Haim travelled to Palestine in the Spring of 1913, as evidenced by two postcards sent to Ronya ("Rivka"), one mailed from Jerusalem, the other from Jaffa.
Two postcards from Haim Abraham to Ronya Datnowsky, 1913.
Both postcards are very brief: "Shalom Rav (lachem), Haim Abraham" - "Many Blessings (to you), Haim Abraham. (Note also that the address is simply "Abraham Freres, Constantinople."
It's not clear why he addressed these postcards to his sister-in-law and not to his brother.

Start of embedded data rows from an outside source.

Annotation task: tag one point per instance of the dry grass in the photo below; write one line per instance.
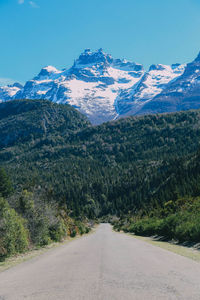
(15, 260)
(189, 252)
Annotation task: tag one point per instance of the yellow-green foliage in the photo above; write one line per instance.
(13, 234)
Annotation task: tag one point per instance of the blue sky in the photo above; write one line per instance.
(37, 33)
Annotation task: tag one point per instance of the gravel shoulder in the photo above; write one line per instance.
(105, 265)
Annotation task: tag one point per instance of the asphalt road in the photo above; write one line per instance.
(103, 266)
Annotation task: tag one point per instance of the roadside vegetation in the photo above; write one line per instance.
(178, 220)
(28, 220)
(144, 170)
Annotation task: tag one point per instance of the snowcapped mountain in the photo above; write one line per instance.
(91, 85)
(104, 88)
(8, 92)
(131, 101)
(181, 94)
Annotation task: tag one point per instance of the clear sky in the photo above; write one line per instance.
(37, 33)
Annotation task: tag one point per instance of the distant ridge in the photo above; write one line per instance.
(104, 88)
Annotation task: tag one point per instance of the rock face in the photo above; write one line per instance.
(104, 88)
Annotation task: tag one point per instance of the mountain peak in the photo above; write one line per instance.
(197, 59)
(48, 70)
(89, 57)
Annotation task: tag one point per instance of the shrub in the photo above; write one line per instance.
(13, 234)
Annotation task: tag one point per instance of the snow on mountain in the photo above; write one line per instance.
(104, 88)
(180, 94)
(151, 84)
(91, 85)
(8, 92)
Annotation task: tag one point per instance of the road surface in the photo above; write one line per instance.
(104, 265)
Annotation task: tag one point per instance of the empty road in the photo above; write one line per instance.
(103, 266)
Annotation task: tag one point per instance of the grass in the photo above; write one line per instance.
(189, 252)
(19, 258)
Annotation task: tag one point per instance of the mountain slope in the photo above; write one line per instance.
(112, 168)
(104, 88)
(181, 94)
(24, 120)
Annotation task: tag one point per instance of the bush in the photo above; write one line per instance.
(57, 231)
(13, 234)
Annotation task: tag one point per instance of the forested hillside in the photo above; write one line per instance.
(115, 168)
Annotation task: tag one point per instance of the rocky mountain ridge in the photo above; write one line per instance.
(104, 88)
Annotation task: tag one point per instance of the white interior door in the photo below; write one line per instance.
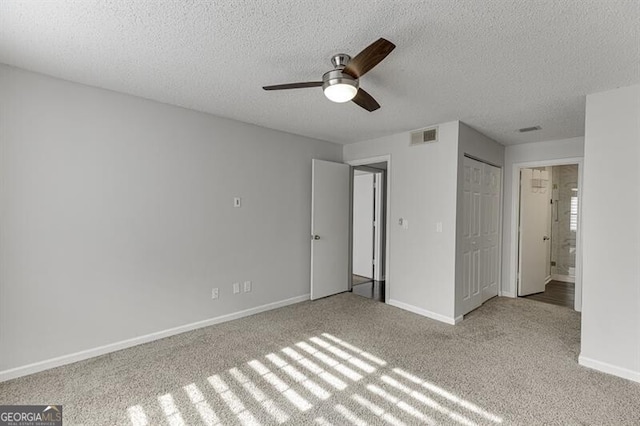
(472, 235)
(534, 239)
(480, 233)
(490, 220)
(329, 228)
(363, 220)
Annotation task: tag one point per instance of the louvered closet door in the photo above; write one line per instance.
(480, 242)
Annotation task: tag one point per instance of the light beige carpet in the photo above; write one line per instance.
(347, 360)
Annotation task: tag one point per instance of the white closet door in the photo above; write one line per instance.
(480, 233)
(471, 235)
(490, 233)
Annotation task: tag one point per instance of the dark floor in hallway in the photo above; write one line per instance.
(557, 293)
(366, 287)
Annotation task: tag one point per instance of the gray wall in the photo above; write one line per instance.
(475, 144)
(611, 232)
(117, 217)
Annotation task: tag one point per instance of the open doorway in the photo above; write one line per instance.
(548, 238)
(368, 230)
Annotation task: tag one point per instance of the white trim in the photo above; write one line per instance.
(563, 278)
(387, 257)
(424, 312)
(609, 368)
(123, 344)
(515, 215)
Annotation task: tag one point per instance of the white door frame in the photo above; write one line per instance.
(387, 257)
(515, 219)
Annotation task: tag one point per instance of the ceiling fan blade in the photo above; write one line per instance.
(294, 85)
(365, 100)
(369, 58)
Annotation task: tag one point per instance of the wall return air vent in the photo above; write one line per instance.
(423, 136)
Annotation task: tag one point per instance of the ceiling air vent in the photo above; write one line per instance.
(529, 129)
(424, 136)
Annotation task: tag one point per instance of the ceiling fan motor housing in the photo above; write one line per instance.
(340, 60)
(338, 77)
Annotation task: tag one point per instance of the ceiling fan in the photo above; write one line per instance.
(341, 84)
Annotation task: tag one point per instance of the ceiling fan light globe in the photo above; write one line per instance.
(340, 93)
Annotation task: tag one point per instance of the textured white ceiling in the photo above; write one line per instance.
(497, 65)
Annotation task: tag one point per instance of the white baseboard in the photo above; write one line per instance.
(609, 368)
(424, 312)
(112, 347)
(563, 278)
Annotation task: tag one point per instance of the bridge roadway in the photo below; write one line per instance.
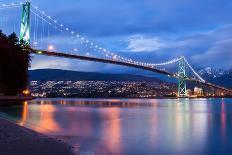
(109, 61)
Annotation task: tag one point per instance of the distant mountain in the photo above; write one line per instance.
(217, 76)
(65, 75)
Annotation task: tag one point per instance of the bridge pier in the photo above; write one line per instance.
(182, 91)
(25, 23)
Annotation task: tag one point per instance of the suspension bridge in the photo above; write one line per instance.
(39, 30)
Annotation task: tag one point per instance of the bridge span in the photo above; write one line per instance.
(121, 63)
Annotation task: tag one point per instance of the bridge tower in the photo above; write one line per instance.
(182, 92)
(25, 23)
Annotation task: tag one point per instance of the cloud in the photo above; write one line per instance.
(219, 55)
(140, 43)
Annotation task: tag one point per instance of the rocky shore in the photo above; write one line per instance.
(18, 140)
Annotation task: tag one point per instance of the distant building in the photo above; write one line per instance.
(198, 91)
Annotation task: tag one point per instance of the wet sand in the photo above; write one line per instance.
(18, 140)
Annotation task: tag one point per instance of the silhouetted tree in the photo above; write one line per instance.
(14, 62)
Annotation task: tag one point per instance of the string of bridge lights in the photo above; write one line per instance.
(108, 54)
(9, 6)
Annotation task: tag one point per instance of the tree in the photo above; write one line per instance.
(14, 62)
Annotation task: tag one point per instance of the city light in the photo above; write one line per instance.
(51, 48)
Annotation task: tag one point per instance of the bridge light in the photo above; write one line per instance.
(51, 48)
(40, 52)
(35, 43)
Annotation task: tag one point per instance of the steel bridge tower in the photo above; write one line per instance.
(182, 92)
(25, 23)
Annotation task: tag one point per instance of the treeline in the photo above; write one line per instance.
(14, 62)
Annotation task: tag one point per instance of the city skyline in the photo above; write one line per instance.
(154, 30)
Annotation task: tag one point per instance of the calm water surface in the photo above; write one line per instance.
(136, 127)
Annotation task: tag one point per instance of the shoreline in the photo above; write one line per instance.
(21, 140)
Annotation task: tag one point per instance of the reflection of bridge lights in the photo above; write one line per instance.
(51, 48)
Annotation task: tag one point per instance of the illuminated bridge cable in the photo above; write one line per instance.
(195, 73)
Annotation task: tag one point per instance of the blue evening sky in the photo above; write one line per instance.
(149, 30)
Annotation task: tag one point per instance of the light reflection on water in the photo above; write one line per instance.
(153, 126)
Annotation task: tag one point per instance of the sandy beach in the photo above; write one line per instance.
(18, 140)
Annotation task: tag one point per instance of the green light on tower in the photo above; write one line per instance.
(25, 23)
(182, 92)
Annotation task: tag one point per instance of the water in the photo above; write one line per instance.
(118, 127)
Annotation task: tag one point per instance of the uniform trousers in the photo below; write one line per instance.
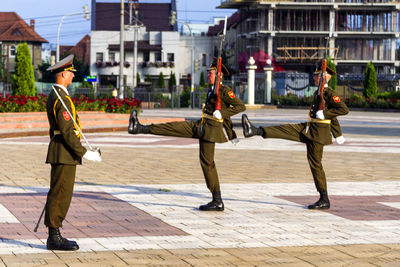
(314, 149)
(192, 129)
(60, 194)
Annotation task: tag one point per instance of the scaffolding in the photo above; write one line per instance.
(305, 54)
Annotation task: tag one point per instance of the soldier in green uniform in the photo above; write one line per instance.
(64, 153)
(315, 134)
(209, 130)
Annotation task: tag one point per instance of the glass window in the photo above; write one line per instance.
(171, 57)
(13, 50)
(157, 56)
(99, 57)
(111, 56)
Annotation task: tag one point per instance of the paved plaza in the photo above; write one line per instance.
(139, 206)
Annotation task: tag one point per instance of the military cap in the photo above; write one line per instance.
(63, 65)
(328, 70)
(213, 66)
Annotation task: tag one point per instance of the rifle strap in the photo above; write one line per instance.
(321, 121)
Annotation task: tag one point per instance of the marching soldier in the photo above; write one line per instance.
(209, 130)
(64, 153)
(315, 134)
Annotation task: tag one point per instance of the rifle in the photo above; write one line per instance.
(218, 73)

The reasons for this trip are not clear, although he probably met his future wife during this trip.
In September 1913, Haim was in Vienna and attended the XI Zionist Congress, probably as part of his role with Maccabi. 1450 gymnasts participated in a mass display of Jewish Gymnasts during the Congress. He sent a commemorative card, once again to "Rivka" in Hebrew.

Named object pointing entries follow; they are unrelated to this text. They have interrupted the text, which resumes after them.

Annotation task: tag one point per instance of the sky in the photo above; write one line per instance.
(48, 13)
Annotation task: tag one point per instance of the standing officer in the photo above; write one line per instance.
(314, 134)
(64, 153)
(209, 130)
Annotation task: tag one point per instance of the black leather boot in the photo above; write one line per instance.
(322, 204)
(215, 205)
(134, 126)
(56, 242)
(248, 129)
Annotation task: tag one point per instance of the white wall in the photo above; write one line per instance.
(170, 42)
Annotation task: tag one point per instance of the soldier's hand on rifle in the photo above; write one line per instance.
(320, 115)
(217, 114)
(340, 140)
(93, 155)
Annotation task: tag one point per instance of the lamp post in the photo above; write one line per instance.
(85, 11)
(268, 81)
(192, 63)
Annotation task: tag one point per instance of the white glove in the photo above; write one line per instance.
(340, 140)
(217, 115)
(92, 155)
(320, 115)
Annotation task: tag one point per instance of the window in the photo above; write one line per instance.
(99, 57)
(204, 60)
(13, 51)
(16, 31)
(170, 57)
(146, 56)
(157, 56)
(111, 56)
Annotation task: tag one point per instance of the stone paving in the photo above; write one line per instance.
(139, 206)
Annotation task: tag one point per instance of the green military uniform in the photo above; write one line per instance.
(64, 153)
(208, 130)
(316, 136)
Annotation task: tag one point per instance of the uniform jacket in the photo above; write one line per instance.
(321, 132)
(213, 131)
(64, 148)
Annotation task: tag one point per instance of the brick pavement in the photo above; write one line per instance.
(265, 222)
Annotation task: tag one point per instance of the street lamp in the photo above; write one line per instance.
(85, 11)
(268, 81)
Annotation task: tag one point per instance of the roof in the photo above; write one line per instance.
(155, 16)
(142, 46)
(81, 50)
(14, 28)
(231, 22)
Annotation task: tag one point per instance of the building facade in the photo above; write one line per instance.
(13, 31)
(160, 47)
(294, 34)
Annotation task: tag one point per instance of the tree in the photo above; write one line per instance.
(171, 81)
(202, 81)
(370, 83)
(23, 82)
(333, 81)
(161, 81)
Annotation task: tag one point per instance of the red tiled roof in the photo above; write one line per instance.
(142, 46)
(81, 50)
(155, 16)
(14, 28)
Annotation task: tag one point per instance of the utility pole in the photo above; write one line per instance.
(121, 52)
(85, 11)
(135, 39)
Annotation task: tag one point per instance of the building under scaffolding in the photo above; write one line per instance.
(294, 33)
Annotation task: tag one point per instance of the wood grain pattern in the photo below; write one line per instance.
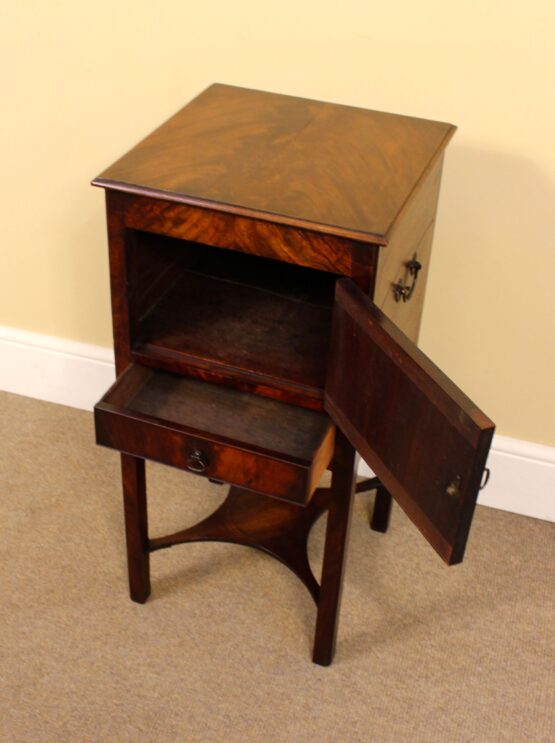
(136, 527)
(418, 432)
(332, 168)
(296, 245)
(413, 234)
(258, 444)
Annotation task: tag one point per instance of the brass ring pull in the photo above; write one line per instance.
(402, 290)
(197, 461)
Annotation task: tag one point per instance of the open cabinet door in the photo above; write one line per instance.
(425, 440)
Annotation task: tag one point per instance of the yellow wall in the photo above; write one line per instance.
(82, 82)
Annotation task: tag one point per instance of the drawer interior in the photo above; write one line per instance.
(252, 319)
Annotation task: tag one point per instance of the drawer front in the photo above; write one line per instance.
(202, 456)
(287, 476)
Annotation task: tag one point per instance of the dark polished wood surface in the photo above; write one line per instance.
(217, 432)
(229, 229)
(419, 432)
(337, 169)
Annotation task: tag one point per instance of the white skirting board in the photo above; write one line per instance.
(77, 374)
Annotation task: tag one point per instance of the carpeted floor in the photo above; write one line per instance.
(221, 652)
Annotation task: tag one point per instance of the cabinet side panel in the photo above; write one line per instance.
(412, 235)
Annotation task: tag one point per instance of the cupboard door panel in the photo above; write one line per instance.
(425, 440)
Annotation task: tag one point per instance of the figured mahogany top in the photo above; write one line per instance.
(335, 169)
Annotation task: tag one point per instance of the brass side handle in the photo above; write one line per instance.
(402, 290)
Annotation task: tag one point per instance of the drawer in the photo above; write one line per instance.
(218, 432)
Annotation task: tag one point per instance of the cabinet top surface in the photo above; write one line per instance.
(333, 168)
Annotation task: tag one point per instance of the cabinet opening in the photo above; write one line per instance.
(227, 316)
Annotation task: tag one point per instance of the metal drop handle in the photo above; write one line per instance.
(402, 290)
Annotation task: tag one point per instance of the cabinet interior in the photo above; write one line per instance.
(225, 315)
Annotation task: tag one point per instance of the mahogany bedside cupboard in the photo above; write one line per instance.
(268, 260)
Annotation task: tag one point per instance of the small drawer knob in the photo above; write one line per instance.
(197, 461)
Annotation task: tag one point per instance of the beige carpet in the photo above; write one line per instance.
(221, 652)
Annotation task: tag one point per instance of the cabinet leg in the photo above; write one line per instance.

Postcard from Vienna - Sept 4, 1913.
Postcard from Vienna addressed to Riwka Abraham - Sept 4, 1913.
Other Jewish Organizations.
Haim's company, Abraham Freres, appears on a list of donors to the Jewish National Fund for 1908 and 1910. Although the donations appear small, they are notable for being the only donor from Constantinople in 1908.
Haim was also very involved with the Bnai Brith, to which his brother Moritz also belonged. According to a certificate dated September 22, 1913, he was a member of the B'nai B'rith Grand Lodge District XI, the jurisdiction of which covered Egypt, the Balkans and all Ottoman lands including Palestine.
Marriage to Sarah Aaronsohn
If Haim is remembered outside of his family, it is for having wed Sarah Aaronsohn, the NILI spy, the "Jewish Joan of Arc".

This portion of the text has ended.